By CARLEY PETESCH
In this photo taken Thursday, Nov. 7, 2013, Zoleka Mandela, granddaughter of former president Nelson Mandela, is interviewed in Johannesburg ahead of the launch of her book “When Hope Whispers.” The 33-year-old launches a book in South Africa Tuesday, Nov. 12, 2013 “When Hope Whispers,” that recounts her family’s involvement in the fight against apartheid, her struggles with alcohol and drug addiction, the loss of two of her children and her fight against breast cancer. (AP Photo) SOUTH AFRICA OUT
JOHANNESBURG (AP) — Nelson Mandela’s family is no stranger to the public eye —its successes and trials have been aired for decades in films, books and the news media.
Granddaughter Zoleka Mandela’s story, perhaps, is the one that no one saw coming. The 33-year-old launched a book in South Africa Tuesday, “When Hope Whispers,” that recounts her family’s involvement in the fight against South Africa’s white minority regime, her struggles with alcohol and drug addiction, the loss of two of her children and her fight against breast cancer.
The book’s publication comes as Nelson Mandela, 95, is in critical but stable condition, under intensive medical care at his Johannesburg home, after being discharged in September from a lengthy hospitalization.

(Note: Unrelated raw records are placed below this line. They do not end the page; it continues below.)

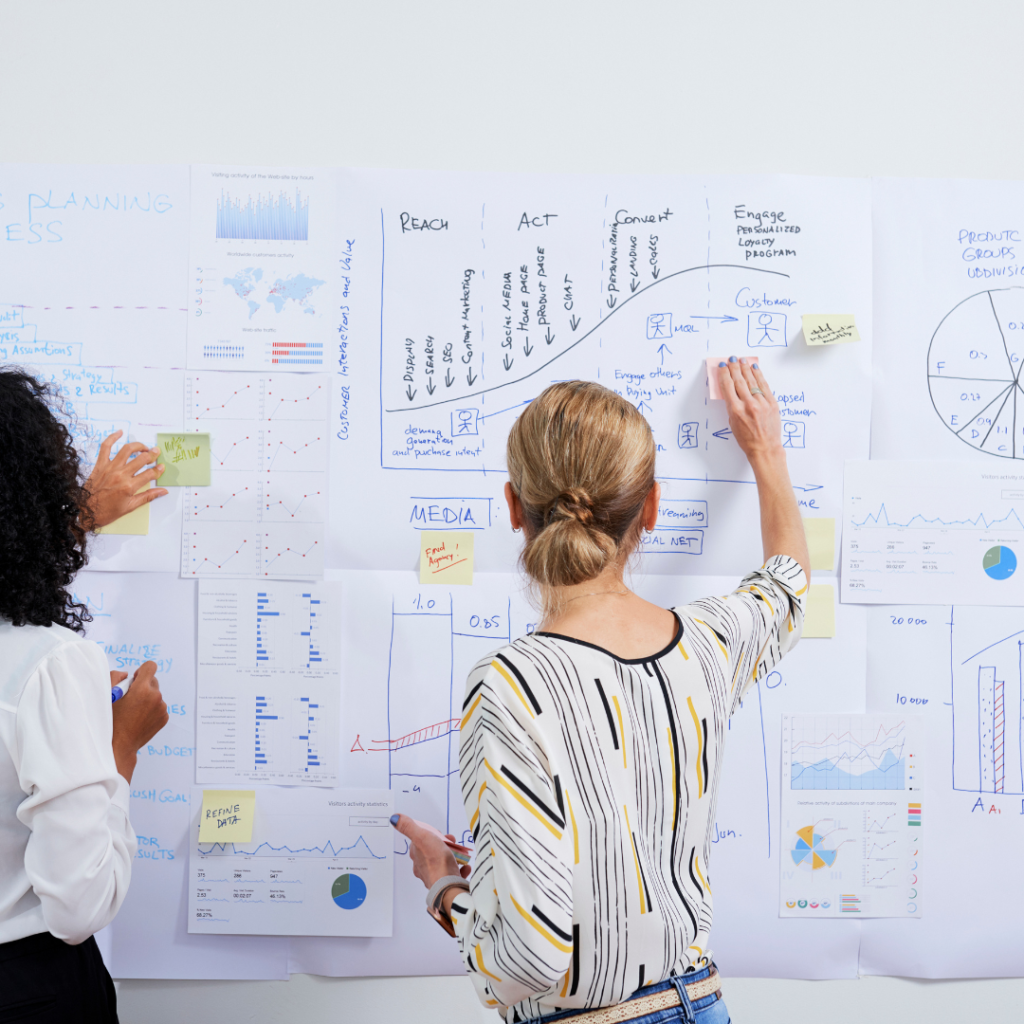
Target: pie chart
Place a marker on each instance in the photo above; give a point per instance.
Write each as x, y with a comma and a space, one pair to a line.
974, 372
999, 562
348, 891
809, 851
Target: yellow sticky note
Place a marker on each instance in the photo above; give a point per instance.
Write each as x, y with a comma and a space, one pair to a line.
829, 329
135, 522
821, 543
446, 557
227, 816
186, 458
819, 614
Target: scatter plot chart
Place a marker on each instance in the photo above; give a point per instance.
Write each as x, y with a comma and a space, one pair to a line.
320, 862
267, 689
268, 457
852, 813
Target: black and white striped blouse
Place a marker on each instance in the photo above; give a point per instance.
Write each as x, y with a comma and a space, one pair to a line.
590, 783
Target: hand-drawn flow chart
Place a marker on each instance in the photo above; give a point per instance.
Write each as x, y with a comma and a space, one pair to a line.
492, 291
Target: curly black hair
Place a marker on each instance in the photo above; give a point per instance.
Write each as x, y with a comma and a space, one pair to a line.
43, 507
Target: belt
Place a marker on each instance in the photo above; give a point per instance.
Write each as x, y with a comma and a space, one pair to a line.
666, 999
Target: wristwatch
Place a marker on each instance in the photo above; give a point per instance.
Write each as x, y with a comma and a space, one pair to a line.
435, 897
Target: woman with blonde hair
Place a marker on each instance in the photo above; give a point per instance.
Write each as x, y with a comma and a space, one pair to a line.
591, 750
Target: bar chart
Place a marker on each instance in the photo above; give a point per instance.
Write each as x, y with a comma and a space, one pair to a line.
268, 683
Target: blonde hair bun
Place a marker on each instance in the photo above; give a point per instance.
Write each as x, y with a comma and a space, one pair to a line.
582, 463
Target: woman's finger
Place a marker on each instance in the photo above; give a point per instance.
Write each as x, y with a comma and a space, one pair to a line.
759, 377
736, 370
727, 386
140, 479
144, 497
749, 379
104, 448
127, 451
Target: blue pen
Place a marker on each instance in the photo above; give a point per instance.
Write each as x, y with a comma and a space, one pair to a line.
117, 692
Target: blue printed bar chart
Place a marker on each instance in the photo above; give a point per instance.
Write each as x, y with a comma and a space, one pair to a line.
269, 218
263, 276
268, 684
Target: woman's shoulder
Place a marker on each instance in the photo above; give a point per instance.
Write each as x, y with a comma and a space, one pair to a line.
25, 648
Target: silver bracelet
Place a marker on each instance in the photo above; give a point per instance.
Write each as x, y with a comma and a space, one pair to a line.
441, 886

“There’s a social responsibility, I can’t run away from, and instead I feel I embrace it,” Zoleka told The Associated Press about being a Mandela. “One of the things I learned so much about my grandparents is that you always have the power in you to make a difference in somebody else’s life despite your own challenges, and I think that’s what I’m trying to do.”
Through her detailed accounts, Zoleka said she hopes to inspire women going through chemotherapy, addicts looking for silver linings and parents struggling with the loss of their children.

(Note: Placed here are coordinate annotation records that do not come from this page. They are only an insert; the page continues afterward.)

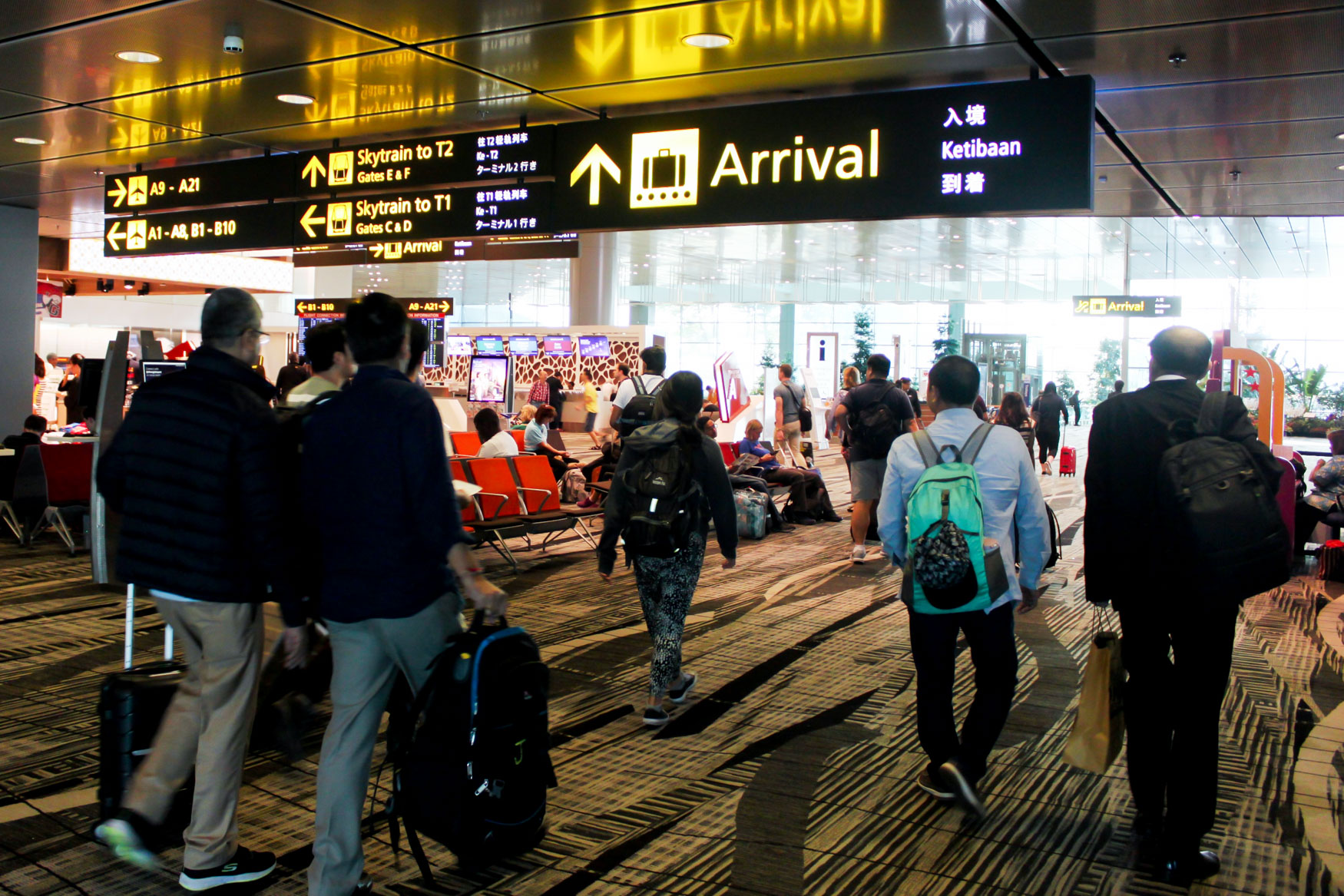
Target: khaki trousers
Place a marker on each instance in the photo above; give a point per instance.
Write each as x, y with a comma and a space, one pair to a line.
366, 657
206, 727
793, 435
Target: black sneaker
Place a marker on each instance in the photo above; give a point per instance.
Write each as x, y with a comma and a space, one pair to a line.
935, 788
243, 868
679, 695
962, 790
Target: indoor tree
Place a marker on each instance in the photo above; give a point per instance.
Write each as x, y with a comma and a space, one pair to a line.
946, 343
1105, 369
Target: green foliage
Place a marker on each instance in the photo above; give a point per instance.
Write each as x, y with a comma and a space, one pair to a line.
946, 343
1105, 369
862, 342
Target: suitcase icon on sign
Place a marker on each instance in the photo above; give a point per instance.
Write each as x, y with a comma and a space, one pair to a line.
666, 167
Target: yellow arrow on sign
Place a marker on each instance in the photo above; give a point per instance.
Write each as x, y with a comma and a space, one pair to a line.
114, 234
312, 170
596, 161
308, 220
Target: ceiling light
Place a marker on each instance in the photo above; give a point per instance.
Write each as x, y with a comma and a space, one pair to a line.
707, 41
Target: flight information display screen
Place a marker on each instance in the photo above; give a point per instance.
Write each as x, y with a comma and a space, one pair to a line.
457, 346
558, 344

Zoleka’s childhood was anything but ordinary.
“By the time I was born, on 9 April 1980, my mother (Zindzi Mandela) knew how to strip and assemble an AK-47 in exactly thirty-eight seconds. She was twenty years old, trained in guerrilla warfare and already a full-fledged member of Umkhonto we Sizwe (the armed wing of the African National Congress),” says the book’s opening line, describing her mother’s participation in violent struggle against apartheid.
Before she was a year old, her grandmother, Winnie Madikizela-Mandela, had already smuggled her into Robben Island prison so her grandfather could see her. Zoleka recounts a story told by her mother and grandmother of a time they said she helped her grandmother by hiding a hand grenade in her school bag, where police didn’t look, though she still saw her grandmother arrested.

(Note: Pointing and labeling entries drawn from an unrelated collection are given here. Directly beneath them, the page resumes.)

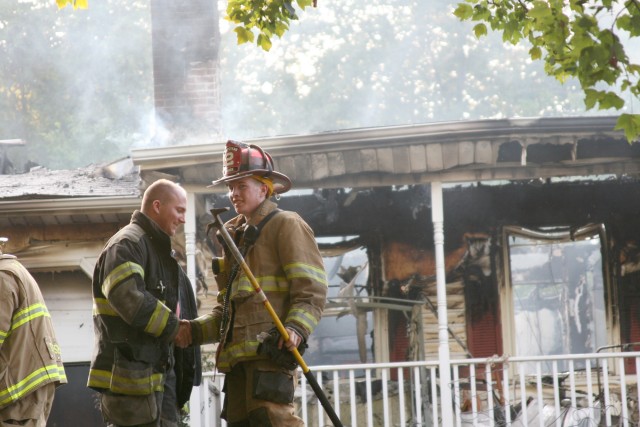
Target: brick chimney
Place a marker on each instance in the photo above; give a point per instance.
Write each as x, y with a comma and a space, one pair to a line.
185, 40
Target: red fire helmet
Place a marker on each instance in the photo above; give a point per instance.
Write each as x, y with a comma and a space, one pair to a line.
241, 160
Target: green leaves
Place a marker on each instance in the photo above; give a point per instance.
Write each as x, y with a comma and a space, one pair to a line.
577, 45
266, 17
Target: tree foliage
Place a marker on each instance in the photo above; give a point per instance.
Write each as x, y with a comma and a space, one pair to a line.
578, 38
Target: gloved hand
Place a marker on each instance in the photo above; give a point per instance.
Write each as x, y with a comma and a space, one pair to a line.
281, 356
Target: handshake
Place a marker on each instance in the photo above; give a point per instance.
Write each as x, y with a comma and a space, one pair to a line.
183, 339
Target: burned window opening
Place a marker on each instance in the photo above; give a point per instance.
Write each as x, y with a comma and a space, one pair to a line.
556, 290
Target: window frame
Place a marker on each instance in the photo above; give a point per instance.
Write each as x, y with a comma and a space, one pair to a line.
558, 234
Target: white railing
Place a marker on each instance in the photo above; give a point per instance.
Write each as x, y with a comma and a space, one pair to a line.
599, 389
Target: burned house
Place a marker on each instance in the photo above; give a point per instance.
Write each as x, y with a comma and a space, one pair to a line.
535, 220
539, 230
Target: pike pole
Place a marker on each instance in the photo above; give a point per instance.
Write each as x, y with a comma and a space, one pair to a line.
285, 335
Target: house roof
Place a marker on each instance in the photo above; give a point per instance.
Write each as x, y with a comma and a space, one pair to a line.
508, 149
71, 200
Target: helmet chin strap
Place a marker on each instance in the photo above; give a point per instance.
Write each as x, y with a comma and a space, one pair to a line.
266, 181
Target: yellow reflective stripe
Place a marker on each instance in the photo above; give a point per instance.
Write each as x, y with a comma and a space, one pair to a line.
209, 328
158, 320
102, 306
299, 270
302, 317
99, 378
267, 284
120, 273
27, 314
31, 382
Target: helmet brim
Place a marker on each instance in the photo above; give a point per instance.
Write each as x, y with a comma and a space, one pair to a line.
281, 182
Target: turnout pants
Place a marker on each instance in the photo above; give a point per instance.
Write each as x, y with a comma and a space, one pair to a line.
31, 411
260, 394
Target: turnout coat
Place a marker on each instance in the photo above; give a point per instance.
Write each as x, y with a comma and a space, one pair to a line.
137, 287
30, 355
287, 265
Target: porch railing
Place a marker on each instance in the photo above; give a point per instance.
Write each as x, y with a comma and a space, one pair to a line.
598, 389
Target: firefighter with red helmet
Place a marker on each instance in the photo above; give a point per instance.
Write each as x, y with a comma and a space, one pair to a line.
280, 249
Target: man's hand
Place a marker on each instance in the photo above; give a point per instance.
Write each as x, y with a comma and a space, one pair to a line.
294, 340
183, 339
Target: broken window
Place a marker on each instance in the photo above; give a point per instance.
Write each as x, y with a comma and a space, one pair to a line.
556, 293
344, 334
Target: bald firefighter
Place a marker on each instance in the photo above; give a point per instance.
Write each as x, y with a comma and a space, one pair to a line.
281, 252
140, 294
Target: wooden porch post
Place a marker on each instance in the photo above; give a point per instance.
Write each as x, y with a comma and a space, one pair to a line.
190, 249
437, 216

Her childhood brashness turned to teen rebellion when she abused alcohol and drugs. She writes of hiding drugs in her bra, smoking marijuana, drinking too much alcohol, doing lines of cocaine daily and the relationships that fueled her drug use and the suicidal thoughts that haunted her.
The book reveals that Zoleka was hospitalized after a suicide attempt in June 2010 when her 13-year-old daughter Zenani died in a car crash on the way back from a concert that opened the World Cup soccer tournament.
“I hadn’t seen my daughter for 10 days before her passing, and I hadn’t because I chose to use drugs. That’s obviously a reminder that I chose my addiction over my kids and I have to live with that for the rest of my life,” she said with a heavy sigh, her large brown eyes cast downward.
“I’m sincerely hoping that it’s seen as a cautionary tale to a lot of other parents,” she said. “I got myself clean, but it doesn’t bring her back.”
She lost another child days after he was born prematurely in 2011. Zoleka has one son, Zwelami, 10.
Following successful rehab, Zoleka now glows in sobriety.
The book also recounts her battle with breast cancer — she had a bilateral mastectomy and underwent chemotherapy.
“For me, what hurt me the most was I was losing my breasts. And my breasts was my connection to my kids,” she said.
She finished her chemo early in 2013 and said she wrote the book and will release video journals to encourage cancer survivors.
“My childhood wasn’t normal, my childhood wasn’t sheltered,” she said. “I’ve had these challenges in my life, these unbearable circumstances that have happened in my life and I’m using my own life experience to help somebody else that is struggling on their journey.”